Under the congestion pricing fees that went into effect in February, yellow cab passengers pay a $2.50 surcharge for rides below 96th Street in Manhattan. Other for hire vehicle riders pay $2.75. Uber said at the time that it would raise prices to cover the cost.

Taxi Worker's Alliance executive director Bhairavi Desai is calling on state lawmakers to make an exemption for yellow and green cabs because they’ve been paying a 50 cent surcharge to the MTA since 2009.

Desai argues that taxi drivers face fees and fines unlike another business in the state. For example, if a driver does a small trip that costs $10, the taxes on that ride would be nearly 30 percent. Drivers are required to pay state taxes at the end of every month, and face a 200 percent fee if they’re late.

“There is no such late fee for any other state tax,” Desai said. “The economic impact and the real possibility that the crush of all this could lead to the dissolving a 100-year old industry just seems really unprecedented. And it just feels like the fix is in.”

According to the TLC, there were 264,546 trips in the first 23 days of February, a 1.4 percent increase over the 254,593 yellow cab trips for the first 23 days of January. The weekly averages for both months are also very similar.

The Taxi Worker’s Alliance counters that January is usually a slow month, and that February is when rides should pick up; there was an 11 percent increase in yellow cab rides from January to February in 2018.

A cab outside Governor Cuomo's office on Wednesday (Brahmjot Kaur / Gothamist)

Outside of Penn Station on a recent morning a steady stream of yellow taxis lined the curb. One customer after another popped in, and each cab was quickly replaced by another.

Bikram Singh has been a cab driver for 12 years and said he made $1,000 less in February, compared to January. “Lot of people not taking cabs, they’re walking,” he said. “Mostly people avoid taking taxis, they say the price is too high, this is not the taxi driver's fault.”

He thinks it would be more fair if Cuomo imposed congestion pricing fees on all drivers, and he hopes at least that way traffic would be reduced.

Manjit Singh, a medallion owner who's been a cab driver for over 25 years, agreed that in the last month he's seen a not-insignificant drop in passengers—some days he said he’s driven around for an hour without getting a customer. Mostly, he’s noticed a drop in short trips.

“For $5, $6 dollars, they didn't care [about] taking the cab [from] here to Time Warner building.

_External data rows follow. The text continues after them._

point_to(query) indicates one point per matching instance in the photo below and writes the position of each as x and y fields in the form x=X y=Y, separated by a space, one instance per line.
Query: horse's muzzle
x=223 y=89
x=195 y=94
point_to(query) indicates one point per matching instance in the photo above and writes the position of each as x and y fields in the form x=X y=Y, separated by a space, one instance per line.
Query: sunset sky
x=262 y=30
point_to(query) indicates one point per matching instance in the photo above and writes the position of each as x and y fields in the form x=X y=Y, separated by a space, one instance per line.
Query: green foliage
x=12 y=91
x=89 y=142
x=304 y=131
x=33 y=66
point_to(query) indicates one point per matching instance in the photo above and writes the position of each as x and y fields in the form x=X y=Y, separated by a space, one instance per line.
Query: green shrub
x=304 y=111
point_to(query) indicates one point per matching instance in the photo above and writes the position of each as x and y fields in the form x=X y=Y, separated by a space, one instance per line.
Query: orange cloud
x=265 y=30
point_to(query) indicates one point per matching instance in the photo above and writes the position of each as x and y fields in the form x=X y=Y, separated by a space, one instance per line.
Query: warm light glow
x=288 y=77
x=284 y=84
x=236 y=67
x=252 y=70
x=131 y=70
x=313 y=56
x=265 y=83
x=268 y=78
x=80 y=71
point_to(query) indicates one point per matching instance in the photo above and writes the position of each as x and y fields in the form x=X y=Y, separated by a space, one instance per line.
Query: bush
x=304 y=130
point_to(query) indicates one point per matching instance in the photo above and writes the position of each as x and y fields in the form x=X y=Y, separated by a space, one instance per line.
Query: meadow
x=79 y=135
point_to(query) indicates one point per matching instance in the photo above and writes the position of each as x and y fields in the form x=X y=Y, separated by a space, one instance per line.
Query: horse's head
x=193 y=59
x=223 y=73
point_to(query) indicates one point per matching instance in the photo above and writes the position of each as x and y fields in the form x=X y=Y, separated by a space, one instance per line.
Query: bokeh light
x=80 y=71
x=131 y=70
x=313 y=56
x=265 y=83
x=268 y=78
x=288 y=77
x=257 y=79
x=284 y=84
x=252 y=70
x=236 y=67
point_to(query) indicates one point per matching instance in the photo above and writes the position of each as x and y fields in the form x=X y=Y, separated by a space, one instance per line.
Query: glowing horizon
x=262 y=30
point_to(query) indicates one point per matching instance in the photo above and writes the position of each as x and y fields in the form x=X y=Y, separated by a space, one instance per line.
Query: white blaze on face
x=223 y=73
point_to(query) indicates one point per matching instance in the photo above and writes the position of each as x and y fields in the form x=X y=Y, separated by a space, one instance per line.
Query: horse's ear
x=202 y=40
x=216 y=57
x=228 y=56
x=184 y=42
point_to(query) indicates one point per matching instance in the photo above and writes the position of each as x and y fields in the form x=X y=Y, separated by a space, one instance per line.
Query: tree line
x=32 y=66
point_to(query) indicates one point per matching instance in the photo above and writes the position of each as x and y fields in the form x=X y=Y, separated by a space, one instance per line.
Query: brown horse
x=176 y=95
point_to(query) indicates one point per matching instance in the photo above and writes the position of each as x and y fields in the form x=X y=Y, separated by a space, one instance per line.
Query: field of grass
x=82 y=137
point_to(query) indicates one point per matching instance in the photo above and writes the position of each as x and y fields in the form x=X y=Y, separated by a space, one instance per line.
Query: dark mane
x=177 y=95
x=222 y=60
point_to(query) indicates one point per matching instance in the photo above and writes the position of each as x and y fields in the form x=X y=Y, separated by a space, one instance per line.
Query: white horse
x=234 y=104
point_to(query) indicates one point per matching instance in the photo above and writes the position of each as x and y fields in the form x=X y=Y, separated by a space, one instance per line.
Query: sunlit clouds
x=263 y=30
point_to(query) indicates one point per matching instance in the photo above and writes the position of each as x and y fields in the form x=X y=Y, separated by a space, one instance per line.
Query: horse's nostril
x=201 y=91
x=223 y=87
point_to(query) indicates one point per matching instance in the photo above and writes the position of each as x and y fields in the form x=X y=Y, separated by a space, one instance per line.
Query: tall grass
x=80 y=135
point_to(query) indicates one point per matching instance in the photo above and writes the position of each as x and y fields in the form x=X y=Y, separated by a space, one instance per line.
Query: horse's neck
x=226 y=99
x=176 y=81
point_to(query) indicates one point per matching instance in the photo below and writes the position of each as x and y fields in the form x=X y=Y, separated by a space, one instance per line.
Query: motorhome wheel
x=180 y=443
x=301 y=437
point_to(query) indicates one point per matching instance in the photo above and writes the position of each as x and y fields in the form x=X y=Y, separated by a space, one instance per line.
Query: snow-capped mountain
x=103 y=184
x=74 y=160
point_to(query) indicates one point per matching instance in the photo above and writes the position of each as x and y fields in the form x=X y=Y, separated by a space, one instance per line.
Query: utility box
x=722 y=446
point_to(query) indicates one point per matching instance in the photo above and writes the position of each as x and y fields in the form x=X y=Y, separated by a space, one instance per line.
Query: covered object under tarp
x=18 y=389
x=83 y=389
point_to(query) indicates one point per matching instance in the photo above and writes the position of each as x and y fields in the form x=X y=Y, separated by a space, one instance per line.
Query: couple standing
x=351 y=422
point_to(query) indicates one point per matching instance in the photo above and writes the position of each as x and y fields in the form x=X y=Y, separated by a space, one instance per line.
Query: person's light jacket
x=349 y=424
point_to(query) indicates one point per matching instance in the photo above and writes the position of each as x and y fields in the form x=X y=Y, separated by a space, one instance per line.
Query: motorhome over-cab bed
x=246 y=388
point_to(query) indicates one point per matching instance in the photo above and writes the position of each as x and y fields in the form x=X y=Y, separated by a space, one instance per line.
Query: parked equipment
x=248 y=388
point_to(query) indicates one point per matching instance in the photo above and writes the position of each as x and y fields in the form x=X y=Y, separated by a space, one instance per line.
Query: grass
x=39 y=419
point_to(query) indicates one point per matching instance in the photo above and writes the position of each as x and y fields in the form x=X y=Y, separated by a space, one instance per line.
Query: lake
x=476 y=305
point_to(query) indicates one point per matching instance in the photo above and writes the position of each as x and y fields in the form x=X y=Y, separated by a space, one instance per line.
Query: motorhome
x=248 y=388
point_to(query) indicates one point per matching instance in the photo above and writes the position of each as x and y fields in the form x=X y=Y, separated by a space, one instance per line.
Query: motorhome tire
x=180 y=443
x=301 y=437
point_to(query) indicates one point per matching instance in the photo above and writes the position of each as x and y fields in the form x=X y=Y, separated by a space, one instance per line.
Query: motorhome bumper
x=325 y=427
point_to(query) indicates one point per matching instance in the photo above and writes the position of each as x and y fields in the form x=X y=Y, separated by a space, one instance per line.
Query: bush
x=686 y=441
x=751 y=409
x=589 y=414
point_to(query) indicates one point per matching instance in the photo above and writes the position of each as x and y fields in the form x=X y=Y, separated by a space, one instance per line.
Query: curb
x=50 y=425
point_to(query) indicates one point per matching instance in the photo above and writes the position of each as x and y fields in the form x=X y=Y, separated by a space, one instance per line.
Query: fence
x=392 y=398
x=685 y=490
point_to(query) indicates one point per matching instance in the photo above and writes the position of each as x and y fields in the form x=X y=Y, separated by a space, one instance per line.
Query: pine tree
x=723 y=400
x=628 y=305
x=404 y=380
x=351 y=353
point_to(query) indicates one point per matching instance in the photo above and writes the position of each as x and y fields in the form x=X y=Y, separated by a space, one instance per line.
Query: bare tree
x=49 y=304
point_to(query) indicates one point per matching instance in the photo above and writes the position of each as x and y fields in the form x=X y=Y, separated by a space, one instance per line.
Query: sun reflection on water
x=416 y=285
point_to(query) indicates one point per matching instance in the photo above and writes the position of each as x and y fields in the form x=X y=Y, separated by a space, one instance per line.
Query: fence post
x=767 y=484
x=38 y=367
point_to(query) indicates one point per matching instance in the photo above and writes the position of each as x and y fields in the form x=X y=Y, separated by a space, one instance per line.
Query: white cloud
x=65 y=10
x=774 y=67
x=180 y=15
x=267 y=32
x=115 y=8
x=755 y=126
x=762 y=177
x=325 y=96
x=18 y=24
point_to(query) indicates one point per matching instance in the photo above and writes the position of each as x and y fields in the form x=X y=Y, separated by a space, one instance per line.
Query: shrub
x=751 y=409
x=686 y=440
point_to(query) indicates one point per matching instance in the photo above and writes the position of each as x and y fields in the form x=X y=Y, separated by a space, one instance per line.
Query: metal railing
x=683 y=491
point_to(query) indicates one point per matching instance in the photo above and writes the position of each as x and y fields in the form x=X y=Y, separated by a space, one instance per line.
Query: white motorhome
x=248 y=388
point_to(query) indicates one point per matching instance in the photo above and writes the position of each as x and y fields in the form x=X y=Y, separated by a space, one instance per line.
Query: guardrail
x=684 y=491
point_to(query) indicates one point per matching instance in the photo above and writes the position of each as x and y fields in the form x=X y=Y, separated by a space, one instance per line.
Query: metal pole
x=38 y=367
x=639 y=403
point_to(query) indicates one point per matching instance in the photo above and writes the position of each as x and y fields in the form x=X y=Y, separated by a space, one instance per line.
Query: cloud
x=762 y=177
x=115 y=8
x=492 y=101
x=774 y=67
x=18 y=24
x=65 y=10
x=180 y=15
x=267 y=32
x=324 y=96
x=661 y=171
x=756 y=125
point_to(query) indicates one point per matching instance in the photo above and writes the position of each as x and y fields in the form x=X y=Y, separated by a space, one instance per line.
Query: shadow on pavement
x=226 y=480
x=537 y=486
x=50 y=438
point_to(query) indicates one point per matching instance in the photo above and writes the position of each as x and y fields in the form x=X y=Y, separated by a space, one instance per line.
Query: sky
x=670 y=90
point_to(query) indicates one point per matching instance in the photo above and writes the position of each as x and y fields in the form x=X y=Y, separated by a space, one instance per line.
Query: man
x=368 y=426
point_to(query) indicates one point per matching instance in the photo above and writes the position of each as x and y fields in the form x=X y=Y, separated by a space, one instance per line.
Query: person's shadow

Now [for] $10, $11, $12 they think twice. And they’re not taking the cab," Singh said.

But the first month with the congestion pricing surcharge has been a boon to other cabbies. Henni Cooper’s been a driver for over five years and said despite the extra charge, her income went up last month.

“More riders, more tips,” Cooper said. “They still tip me, as a matter of fact my money has increased, I'm happy about that part."

The Taxi and Limousine Commission declined to comment on the driver’s complaints about loss of income from the surcharge.

On Wednesday afternoon, dozens of cab drivers honked their horns outside of Governor Andrew Cuomo’s Midtown office to protest the new surcharge.

“It’s affected our business. Sometimes people don’t tip,” said Mohamed Hasan, a yellow cab driver of over 15 years. “When [the surcharge] first started, three people got out of my car. They went inside, I pressed the meter, and they got out.”

Paramjit Singh, another yellow cab driver at the protest, said he has been in the business for almost 25 years.

“They’re going to kill us because we’re not getting small fares, and we’re not making enough money,” Singh said. “If we make $200 or $300 every day, we have to pay for congestion price. It’s almost $100 everyday. I have my gas, car, and mortgage for the medallion. How can I pay my mortgage if I’m not making any money?”

Asked for comment on the protest, Cuomo spokesperson Patrick Muncie said, "The surcharge on all rides in Manhattan's central business district is a positive step in our efforts to find a dedicated revenue stream for our subways and buses, as well as easing congestion throughout the district. More than $1 million a day is now going directly to the MTA, and we are moving forward vigorously with a full congestion pricing plan that will cover a total of $15 billion for the MTA’s capital budget to ensure New Yorkers have a safe, reliable transportation system."

Additional reporting from Brahmjot Kaur.